Paik arrived at Bell Labs in 1967 to create Etude and other digital works on large, slow early computers, according to Zinman. He argued that although Paik grew frustrated and ended the project, ideas begun in Etude continued to reappear in his work.

He described this as a process in which “ideas and practices precede technologies, but then they are rethought in the process of their encounter with those technologies.”

Paik grew frustrated with the limits of early computers, understanding their potential. This forced him to go back and forth between using digital and analogue media for his artwork.

“Paik did not seem to respond well to his collaboration with the computer, a working together that lacked the kind of responsiveness and feedback that he found inspiring,” Zinman said.

At the same time though, “Paik’s frustrations arose from the potential he saw in computer art to foster communication and new audiovisual forms, and his inability to realize that potential in his particular technological moment,” he said.

Zinman ultimately presented Etude as a work that shows this awareness of the potential of art that is language, image and technology at the same time.

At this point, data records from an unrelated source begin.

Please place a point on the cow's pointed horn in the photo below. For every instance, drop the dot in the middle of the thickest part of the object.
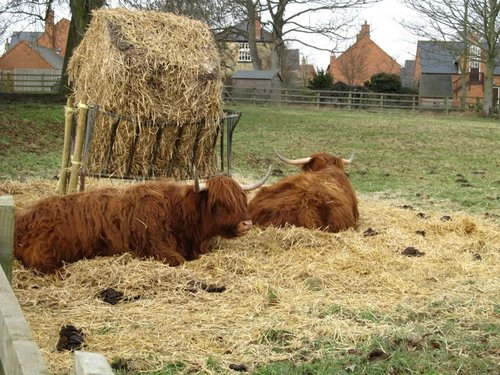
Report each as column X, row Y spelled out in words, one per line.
column 349, row 161
column 293, row 161
column 259, row 183
column 197, row 187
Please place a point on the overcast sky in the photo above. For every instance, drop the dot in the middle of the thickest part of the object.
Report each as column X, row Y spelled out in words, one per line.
column 385, row 31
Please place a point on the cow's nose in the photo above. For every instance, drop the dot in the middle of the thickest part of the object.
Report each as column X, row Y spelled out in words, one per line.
column 247, row 224
column 243, row 227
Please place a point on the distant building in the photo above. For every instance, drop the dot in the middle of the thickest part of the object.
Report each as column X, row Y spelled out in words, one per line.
column 437, row 72
column 28, row 54
column 361, row 61
column 236, row 53
column 407, row 74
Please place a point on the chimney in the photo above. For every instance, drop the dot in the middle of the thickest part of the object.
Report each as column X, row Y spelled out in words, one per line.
column 49, row 21
column 365, row 31
column 258, row 29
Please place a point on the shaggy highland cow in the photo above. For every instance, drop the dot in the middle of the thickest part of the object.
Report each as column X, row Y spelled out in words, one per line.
column 167, row 221
column 321, row 197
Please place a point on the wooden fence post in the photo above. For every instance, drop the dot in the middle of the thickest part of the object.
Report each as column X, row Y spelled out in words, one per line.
column 6, row 234
column 68, row 115
column 19, row 353
column 76, row 165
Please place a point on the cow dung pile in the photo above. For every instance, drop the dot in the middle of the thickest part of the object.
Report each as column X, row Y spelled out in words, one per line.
column 155, row 81
column 277, row 294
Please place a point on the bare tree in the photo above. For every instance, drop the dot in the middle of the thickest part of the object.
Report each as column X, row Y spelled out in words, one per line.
column 287, row 22
column 81, row 14
column 484, row 22
column 468, row 22
column 353, row 64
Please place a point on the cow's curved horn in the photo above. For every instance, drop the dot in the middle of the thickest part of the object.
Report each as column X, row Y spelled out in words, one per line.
column 349, row 161
column 259, row 183
column 293, row 161
column 197, row 187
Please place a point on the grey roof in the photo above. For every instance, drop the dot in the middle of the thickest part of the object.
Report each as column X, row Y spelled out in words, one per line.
column 29, row 36
column 407, row 73
column 239, row 32
column 442, row 57
column 438, row 57
column 255, row 74
column 49, row 55
column 435, row 85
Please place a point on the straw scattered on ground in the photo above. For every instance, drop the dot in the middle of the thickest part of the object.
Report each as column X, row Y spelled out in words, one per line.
column 285, row 290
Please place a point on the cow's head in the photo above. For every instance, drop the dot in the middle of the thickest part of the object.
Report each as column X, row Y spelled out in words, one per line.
column 317, row 161
column 226, row 204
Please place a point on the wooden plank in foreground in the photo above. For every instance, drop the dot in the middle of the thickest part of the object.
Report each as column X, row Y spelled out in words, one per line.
column 19, row 353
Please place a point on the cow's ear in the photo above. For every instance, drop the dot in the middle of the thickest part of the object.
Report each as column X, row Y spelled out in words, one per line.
column 349, row 161
column 198, row 187
column 259, row 183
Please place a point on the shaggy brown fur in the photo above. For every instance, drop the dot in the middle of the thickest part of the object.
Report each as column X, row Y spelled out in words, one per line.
column 320, row 197
column 163, row 220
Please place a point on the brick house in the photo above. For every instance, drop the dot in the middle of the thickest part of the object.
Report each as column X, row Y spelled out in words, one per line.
column 236, row 54
column 28, row 54
column 361, row 61
column 437, row 73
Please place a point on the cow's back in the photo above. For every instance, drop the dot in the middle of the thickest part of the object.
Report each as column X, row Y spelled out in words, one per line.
column 323, row 200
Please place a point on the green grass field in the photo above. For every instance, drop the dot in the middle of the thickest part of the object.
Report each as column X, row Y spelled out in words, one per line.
column 450, row 162
column 446, row 163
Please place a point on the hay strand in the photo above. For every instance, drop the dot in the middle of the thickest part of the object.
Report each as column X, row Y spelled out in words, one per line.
column 160, row 74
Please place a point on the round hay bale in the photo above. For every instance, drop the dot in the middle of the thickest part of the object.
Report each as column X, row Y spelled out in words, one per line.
column 155, row 80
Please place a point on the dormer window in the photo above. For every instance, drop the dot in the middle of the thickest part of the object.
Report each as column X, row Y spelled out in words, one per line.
column 244, row 52
column 475, row 57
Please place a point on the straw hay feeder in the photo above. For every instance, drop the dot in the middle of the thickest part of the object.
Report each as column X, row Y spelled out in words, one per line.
column 148, row 90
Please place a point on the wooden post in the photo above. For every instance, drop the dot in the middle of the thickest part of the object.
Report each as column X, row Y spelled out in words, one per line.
column 76, row 164
column 86, row 363
column 63, row 176
column 6, row 234
column 19, row 353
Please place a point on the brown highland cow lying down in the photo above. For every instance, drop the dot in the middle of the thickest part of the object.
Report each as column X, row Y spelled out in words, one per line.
column 321, row 197
column 167, row 221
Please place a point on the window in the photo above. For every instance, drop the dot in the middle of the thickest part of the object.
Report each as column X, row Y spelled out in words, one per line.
column 475, row 57
column 244, row 53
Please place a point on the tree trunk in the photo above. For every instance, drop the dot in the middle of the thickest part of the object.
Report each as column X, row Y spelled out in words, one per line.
column 80, row 18
column 252, row 34
column 488, row 87
column 278, row 49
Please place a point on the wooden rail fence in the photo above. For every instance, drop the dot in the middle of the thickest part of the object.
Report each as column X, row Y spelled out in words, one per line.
column 19, row 353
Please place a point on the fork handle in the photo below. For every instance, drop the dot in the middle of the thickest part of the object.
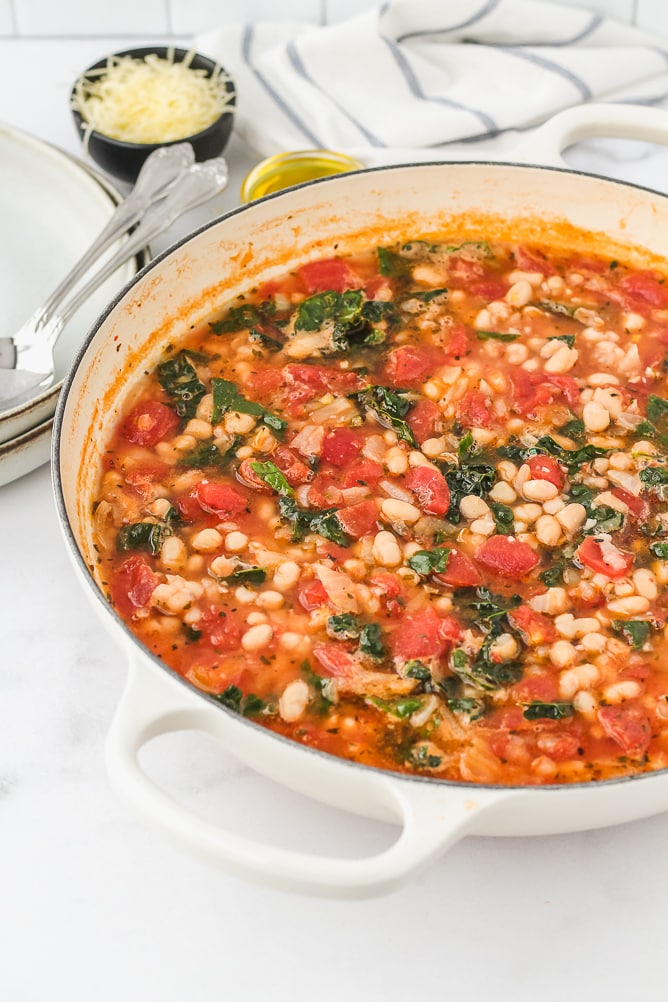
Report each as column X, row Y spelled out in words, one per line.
column 196, row 185
column 159, row 172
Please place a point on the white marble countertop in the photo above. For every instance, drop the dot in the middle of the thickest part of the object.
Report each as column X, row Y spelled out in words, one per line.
column 95, row 905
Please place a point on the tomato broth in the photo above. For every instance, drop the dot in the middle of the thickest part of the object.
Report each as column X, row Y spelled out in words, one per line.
column 410, row 507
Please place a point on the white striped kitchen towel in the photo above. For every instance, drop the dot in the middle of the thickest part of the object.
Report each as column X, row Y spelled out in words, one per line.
column 420, row 79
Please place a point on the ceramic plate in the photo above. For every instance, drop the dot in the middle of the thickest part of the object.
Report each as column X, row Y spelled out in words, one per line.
column 52, row 206
column 25, row 453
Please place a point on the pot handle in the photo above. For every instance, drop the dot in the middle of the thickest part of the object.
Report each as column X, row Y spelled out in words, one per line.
column 434, row 817
column 587, row 121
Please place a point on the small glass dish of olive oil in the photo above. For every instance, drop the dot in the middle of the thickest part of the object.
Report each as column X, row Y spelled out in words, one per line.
column 286, row 169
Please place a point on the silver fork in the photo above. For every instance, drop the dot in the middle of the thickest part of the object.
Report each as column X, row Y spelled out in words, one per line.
column 26, row 360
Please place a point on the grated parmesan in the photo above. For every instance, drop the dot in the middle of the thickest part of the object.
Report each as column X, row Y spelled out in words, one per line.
column 151, row 99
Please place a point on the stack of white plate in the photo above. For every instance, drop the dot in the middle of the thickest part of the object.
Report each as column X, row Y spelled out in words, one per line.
column 52, row 206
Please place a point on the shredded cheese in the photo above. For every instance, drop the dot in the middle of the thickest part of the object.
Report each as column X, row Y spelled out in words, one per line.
column 151, row 99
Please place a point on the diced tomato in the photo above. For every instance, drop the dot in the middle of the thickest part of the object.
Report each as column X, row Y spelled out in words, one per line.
column 324, row 491
column 341, row 447
column 411, row 365
column 359, row 519
column 332, row 274
column 287, row 286
column 532, row 261
column 638, row 506
column 419, row 635
column 431, row 489
column 145, row 473
column 546, row 468
column 423, row 419
column 536, row 628
column 312, row 595
column 132, row 585
column 507, row 556
column 221, row 628
column 472, row 410
column 295, row 385
column 566, row 386
column 459, row 343
column 220, row 499
column 629, row 725
column 362, row 472
column 511, row 747
column 149, row 422
column 390, row 590
column 461, row 571
column 644, row 290
column 537, row 389
column 378, row 287
column 264, row 384
column 614, row 564
column 540, row 688
column 336, row 660
column 293, row 469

As a kind of “combinatory artwork,” he added, “[it] probes the conceptual as well as the technological relationships among a wide range of media practices, including but not limited to music, painting, dance, performance and the moving image.”

Then and today, those technological relationships were rapidly changing, and for Zinman, Etude represents a way to understand the connections across time. The process of rediscovering and interpreting Etude is an example of an evolving relationship between past and present.
Our relationship to digital media, Zinman concluded, is still being written and rewritten today, “continually reoriented by whomever or whatever is holding the pen or camera at a specific moment in time.”